The National Gallery is enormous and has rooms of art styles from the ages. Dutch masters. Roman and Byzantine art. Landscapes. Still lifes. Portraits. Etc. Some impressionsts and contemporary art though I think they have separate museums for those too. I saw a Matisse I don’t remember seeing before which was on loan from a private collection. I always loved the Fauves style! I usually don’t think to take photos in museums because you can always google a better photo but I took this one to remember it better.

It was pretty overwhelming but I hit their suggested highlights and wandered around related rooms. Honestly I can’t even remember what I saw anymore. The problem with seeing six amazing museums in three days. 
I also wasn’t planning to visit the Portrait Gallery but these British ladies who I shared a table with at the crypt lunch highly recommended it. It’s organized by era. So think Tudor. Stuart. York. Victorian. Windsor. Etc. But for the most part, it was portraits of old, formally dressed white men and some women who were all nobility. I wasn’t that into it and had only about 35 minutes until closing so I couldn’t read up on the history of the subjects and of Britain at that time, which might’ve been interesting. I did see a huge Sir Paul portrait on my escalator ride out, but didn’t have a chance to catch details as I rode by. At least he’s been knighted so fits in well (though the portrait was clearly Paul from the early Beatles era). 
The Natural History Museum was geared toward children and as it was Saturday and holiday time, it was crowded (though I’ve seen way worse). I tried to get answers to some of the geological questions I’ve had due to this trip — and got some about volcanoes, magma, and rocks, which I’m sure I’ll forget soon! I didn’t stay too long with all the kids; I was mostly amazed by the building itself. It was created specifically to be a Cathedral to Nature.

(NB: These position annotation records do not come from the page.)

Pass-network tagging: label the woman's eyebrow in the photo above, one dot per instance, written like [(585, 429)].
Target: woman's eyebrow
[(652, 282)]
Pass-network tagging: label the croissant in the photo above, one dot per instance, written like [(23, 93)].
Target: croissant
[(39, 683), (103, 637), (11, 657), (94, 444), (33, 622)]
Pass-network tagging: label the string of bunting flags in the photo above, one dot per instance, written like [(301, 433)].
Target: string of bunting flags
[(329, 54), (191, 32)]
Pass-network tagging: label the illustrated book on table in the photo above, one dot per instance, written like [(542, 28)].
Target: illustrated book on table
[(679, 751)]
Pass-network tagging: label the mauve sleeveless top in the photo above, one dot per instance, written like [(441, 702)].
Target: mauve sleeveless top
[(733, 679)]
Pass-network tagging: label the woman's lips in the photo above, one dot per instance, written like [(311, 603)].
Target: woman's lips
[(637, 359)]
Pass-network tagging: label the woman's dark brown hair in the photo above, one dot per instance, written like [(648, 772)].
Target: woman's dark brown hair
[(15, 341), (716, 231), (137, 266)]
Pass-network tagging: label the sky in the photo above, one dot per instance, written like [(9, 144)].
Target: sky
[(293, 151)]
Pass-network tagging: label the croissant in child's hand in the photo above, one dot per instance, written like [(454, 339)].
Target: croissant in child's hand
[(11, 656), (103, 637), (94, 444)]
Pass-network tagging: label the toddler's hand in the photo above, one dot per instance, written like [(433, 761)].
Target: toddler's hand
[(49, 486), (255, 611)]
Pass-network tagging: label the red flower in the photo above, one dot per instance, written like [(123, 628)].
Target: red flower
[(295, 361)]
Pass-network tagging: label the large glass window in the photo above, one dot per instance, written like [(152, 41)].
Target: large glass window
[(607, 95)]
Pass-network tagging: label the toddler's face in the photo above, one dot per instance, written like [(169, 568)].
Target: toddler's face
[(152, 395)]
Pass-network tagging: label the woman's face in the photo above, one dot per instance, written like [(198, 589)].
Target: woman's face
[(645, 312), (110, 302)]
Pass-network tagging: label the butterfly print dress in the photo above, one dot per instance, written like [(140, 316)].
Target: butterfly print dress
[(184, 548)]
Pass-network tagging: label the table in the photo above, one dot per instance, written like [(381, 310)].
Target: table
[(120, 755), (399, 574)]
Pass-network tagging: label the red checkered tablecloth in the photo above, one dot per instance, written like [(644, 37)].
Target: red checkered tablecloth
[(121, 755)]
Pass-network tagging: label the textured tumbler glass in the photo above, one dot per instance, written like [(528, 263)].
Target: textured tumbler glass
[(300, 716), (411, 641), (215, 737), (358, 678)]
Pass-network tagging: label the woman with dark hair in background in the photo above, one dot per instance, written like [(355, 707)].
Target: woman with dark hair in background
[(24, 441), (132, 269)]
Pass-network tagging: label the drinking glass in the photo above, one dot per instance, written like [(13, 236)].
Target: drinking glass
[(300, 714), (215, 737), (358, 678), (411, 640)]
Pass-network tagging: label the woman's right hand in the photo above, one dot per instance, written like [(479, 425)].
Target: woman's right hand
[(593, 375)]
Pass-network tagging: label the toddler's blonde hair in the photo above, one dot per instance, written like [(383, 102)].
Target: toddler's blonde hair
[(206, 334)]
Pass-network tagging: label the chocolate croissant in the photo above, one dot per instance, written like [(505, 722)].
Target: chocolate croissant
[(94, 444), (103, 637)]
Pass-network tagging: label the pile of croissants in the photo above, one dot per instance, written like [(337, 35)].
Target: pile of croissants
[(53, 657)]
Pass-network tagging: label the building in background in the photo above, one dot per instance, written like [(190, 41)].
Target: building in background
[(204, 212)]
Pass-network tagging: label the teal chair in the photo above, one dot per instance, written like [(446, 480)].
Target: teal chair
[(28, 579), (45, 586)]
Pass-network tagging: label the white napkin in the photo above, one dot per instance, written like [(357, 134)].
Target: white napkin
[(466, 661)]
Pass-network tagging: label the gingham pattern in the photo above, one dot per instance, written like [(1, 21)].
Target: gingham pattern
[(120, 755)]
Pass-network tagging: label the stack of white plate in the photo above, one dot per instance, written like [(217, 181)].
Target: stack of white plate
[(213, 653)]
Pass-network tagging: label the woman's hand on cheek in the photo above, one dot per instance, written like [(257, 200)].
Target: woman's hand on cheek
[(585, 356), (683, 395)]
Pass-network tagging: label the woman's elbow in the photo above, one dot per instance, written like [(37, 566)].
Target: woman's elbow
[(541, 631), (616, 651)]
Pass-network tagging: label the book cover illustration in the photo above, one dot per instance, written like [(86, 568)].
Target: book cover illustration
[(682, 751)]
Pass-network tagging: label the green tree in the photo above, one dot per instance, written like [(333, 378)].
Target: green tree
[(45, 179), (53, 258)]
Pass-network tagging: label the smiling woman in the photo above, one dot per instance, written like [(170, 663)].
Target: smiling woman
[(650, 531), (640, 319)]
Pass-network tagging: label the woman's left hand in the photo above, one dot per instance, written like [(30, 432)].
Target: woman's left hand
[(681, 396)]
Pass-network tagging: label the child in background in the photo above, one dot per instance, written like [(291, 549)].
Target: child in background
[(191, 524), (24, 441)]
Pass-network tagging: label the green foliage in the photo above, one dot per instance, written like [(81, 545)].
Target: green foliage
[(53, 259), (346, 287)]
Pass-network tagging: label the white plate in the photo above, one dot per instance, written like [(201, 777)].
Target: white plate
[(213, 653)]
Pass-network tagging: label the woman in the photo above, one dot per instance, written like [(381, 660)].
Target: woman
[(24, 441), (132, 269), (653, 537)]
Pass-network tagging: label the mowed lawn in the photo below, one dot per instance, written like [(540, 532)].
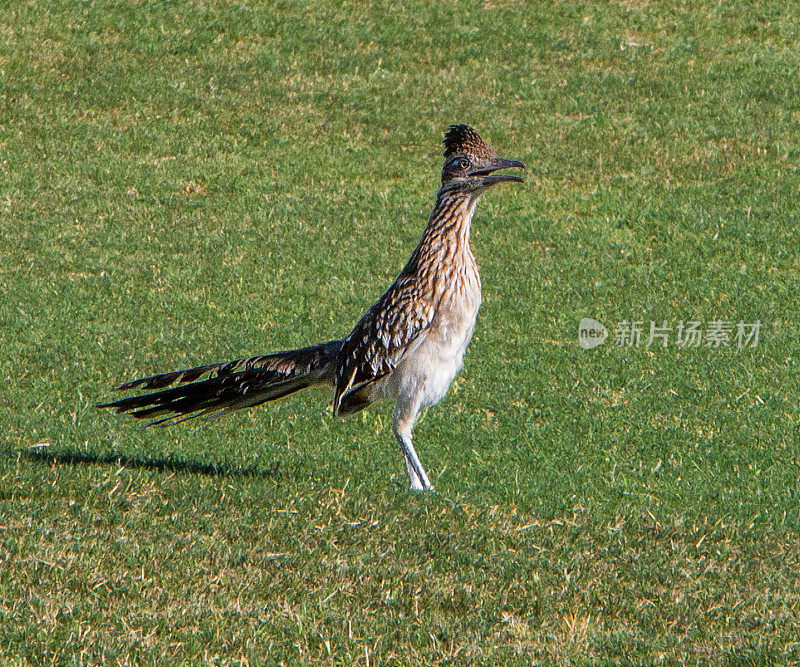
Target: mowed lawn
[(186, 182)]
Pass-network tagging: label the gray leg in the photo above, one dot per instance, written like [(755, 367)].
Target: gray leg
[(405, 414)]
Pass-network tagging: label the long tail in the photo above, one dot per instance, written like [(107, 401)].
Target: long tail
[(231, 385)]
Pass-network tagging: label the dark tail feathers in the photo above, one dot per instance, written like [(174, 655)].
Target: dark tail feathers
[(231, 385)]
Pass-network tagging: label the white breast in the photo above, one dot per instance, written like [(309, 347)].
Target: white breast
[(430, 366)]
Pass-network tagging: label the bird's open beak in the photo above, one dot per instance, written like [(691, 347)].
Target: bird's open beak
[(490, 178)]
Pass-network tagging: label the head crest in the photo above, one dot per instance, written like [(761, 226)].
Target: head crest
[(464, 139)]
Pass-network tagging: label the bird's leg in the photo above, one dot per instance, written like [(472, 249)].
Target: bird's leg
[(405, 414)]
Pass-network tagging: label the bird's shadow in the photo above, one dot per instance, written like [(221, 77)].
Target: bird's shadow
[(169, 464)]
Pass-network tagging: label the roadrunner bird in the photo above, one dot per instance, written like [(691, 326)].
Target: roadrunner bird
[(408, 346)]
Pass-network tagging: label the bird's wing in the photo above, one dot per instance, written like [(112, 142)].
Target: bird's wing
[(379, 341)]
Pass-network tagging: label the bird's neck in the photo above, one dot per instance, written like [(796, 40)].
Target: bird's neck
[(450, 222)]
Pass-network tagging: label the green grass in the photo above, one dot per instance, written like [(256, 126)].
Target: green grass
[(190, 182)]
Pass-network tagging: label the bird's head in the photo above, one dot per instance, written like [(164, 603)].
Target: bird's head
[(470, 163)]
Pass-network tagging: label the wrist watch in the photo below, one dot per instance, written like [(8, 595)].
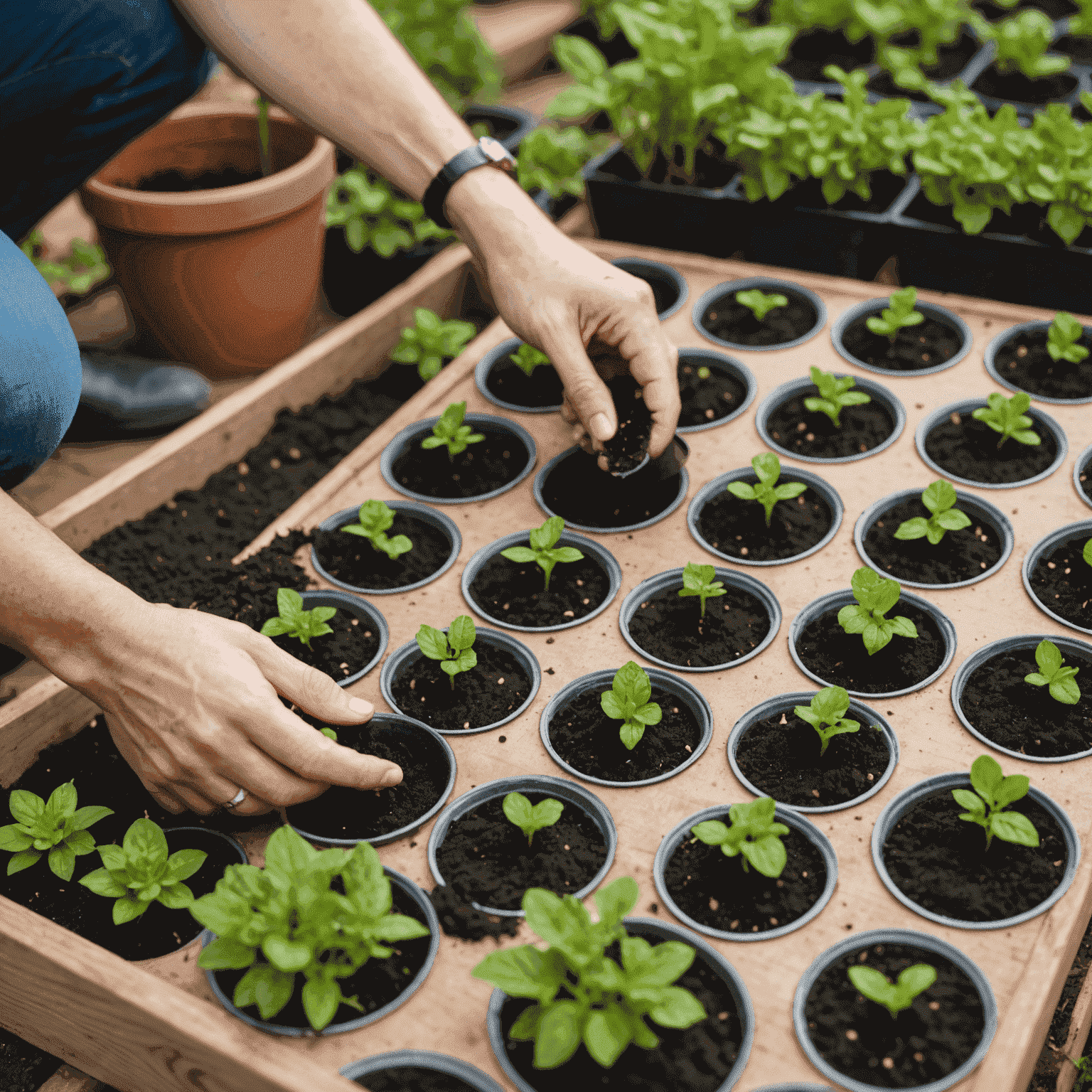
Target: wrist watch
[(486, 153)]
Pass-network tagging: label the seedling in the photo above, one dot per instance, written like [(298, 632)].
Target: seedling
[(139, 873), (1007, 416), (287, 920), (899, 315), (454, 649), (375, 519), (766, 491), (544, 550), (604, 1005), (530, 818), (938, 498), (628, 701), (875, 595), (294, 621), (1051, 674), (449, 432), (894, 996), (754, 835), (992, 792), (55, 827), (835, 395), (827, 714)]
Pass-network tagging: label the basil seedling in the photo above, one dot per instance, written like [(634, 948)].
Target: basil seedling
[(938, 498), (604, 1005), (754, 837), (992, 792), (835, 395), (628, 701), (1051, 674), (875, 595), (294, 621), (454, 649), (766, 491), (544, 550), (375, 519), (53, 827), (531, 818)]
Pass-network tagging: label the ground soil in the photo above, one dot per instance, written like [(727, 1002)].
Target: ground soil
[(487, 859), (924, 1043), (780, 757), (941, 863), (840, 658), (588, 739), (960, 555)]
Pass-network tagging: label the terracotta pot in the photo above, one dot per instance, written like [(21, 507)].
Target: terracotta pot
[(225, 279)]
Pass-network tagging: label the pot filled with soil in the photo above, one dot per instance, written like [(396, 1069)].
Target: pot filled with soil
[(1059, 577), (772, 315), (963, 556), (699, 619), (956, 444), (344, 816), (478, 849), (354, 562), (714, 389), (776, 753), (956, 873), (588, 743), (737, 531), (853, 1041), (835, 434), (717, 894), (500, 686), (1033, 722)]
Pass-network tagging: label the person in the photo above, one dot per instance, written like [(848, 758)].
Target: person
[(191, 699)]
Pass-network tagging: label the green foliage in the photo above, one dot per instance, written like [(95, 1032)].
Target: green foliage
[(287, 920), (140, 872), (55, 827), (628, 701), (939, 498), (544, 550), (992, 793), (603, 1004), (294, 621), (754, 835)]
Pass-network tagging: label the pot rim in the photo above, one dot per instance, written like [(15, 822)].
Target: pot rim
[(568, 791)]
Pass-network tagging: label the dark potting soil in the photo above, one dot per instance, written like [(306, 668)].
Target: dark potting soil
[(354, 560), (737, 528), (840, 658), (1024, 362), (708, 400), (487, 859), (484, 695), (695, 1059), (377, 983), (484, 466), (1063, 581), (588, 739), (670, 628), (732, 321), (941, 863), (1024, 717), (925, 1043), (714, 889), (968, 449), (925, 346), (800, 432), (513, 592), (960, 555), (780, 757)]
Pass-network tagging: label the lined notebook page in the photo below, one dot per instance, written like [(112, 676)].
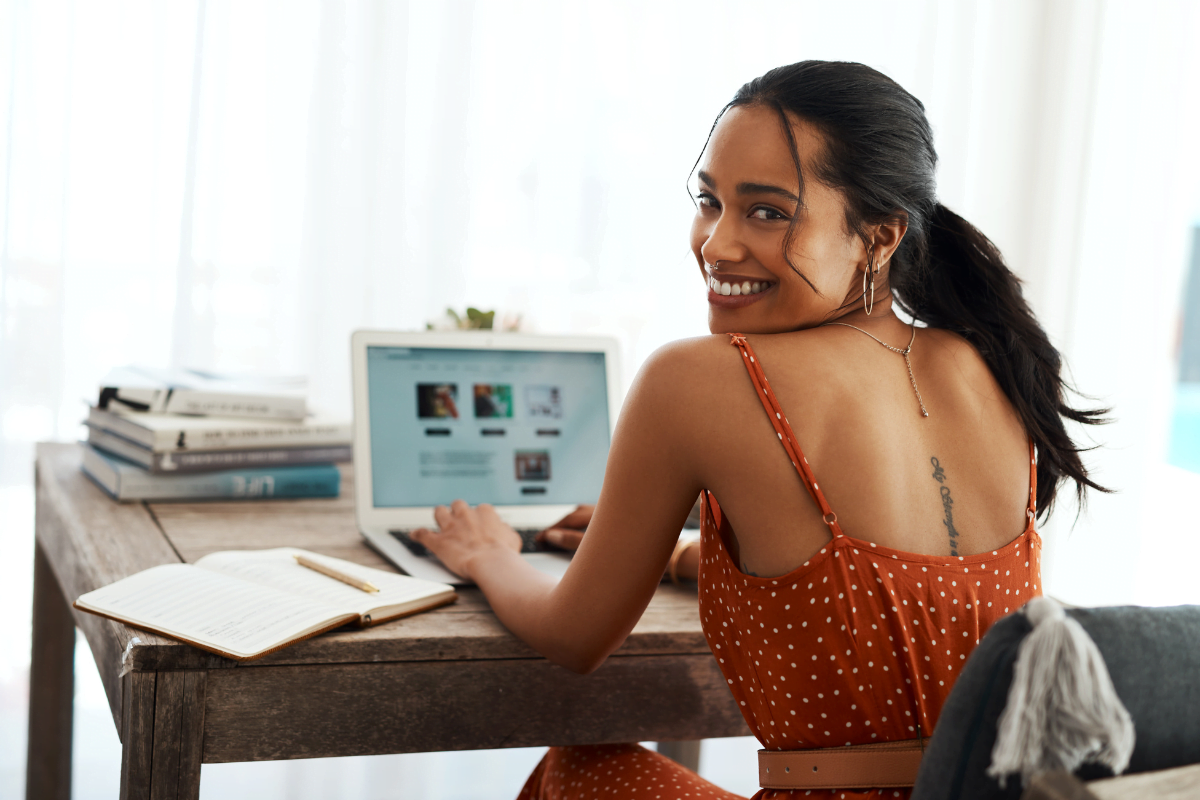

Clearly well considered and designed. There are plants and animals on the ceilings and incorporated in the walls and archways. And it really does look like a cathedral from the outside.


It was all part of Prince Albert’s grand plan to create an area of London dedicated to arts and education of the masses. Sadly he died before much was completed but he earmarked income from a huge 1850s exposition to buy former farmland and build the center in an area now called South Kensington. 
Which brings me to the next museum I visited that day, the aptly titled Victoria and Albert (V&A) Museum (although originally called the South Kensington Museum).
It’s been expanded and renamed over the years and like all the others, has free entry, plus free docent-guided tours everyday. I tried to catch a few tours because the museum is huge and overwhelming and they helped me focus.
These massive, well-curated, cross-content London museums make NYC’s Metropolitan Museum look absolutely… average. The V&A has ceramics and fashion as well as paintings and other artwork, casts of famous Greek and Roman sculptures, architecture, silver, furniture and other interior design stuff …. really everything.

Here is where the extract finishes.